Equation 3-30 applies to this process, which is shown in Fig. 3-5. The following properties are read from Chart 1a: \text{v}_{1} = 13.85 ft^{3} lbma, i_{1} = 31.4 Btu/lbma, W_{1} = 0.0112 lbmv/lbma, i_{2} = 22.8 Btu/lbma, W_{2} = 0.0082 lbmv/lbma. The enthalpy of the condensate is obtained from Table A-1a, i_{\text{w}} = 28.08 Btu/lbmw. The mass flow rate \dot{m}_{a} is obtained from Eq. 3-27:
\dot{q} = \dot{m}_{a}(i_{1} – i_{2}) – \dot{m}_{a}(W_{1} – W_{2}) i_{\text{w}} (3-30)
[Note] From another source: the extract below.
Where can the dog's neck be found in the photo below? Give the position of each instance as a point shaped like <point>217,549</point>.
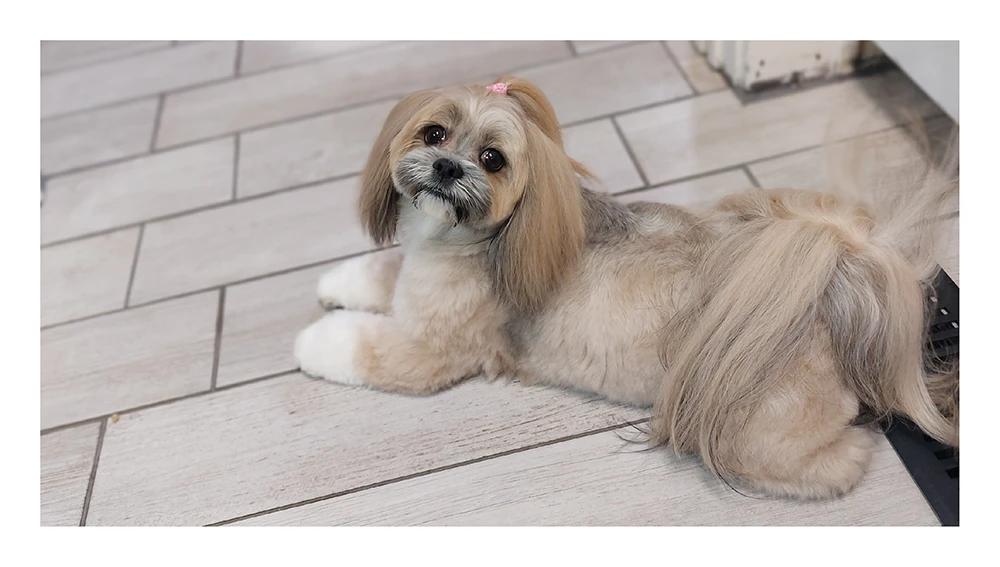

\dot{m}_{a} = \frac{\bar{V}_{1} A_{1}}{\text{v}_{1}} = \frac{\dot{Q}_{1}}{\text{v}_{1}} (3-27)
\dot{m}_{a} = \frac{2000(60)}{13.88} 60 = 8646 lbma/hr
Then
\dot{q} = 8646[(31.4 – 22.8) – (0.0112 – 0.0082)28.8]
\dot{q} = 8646[(8.6) – (0.084)]
The last term, which represents the energy of the condensate, is seen to be small. Neglecting the condensate term, \dot{q} = 74,356 Btu/hr = 6.2 tons.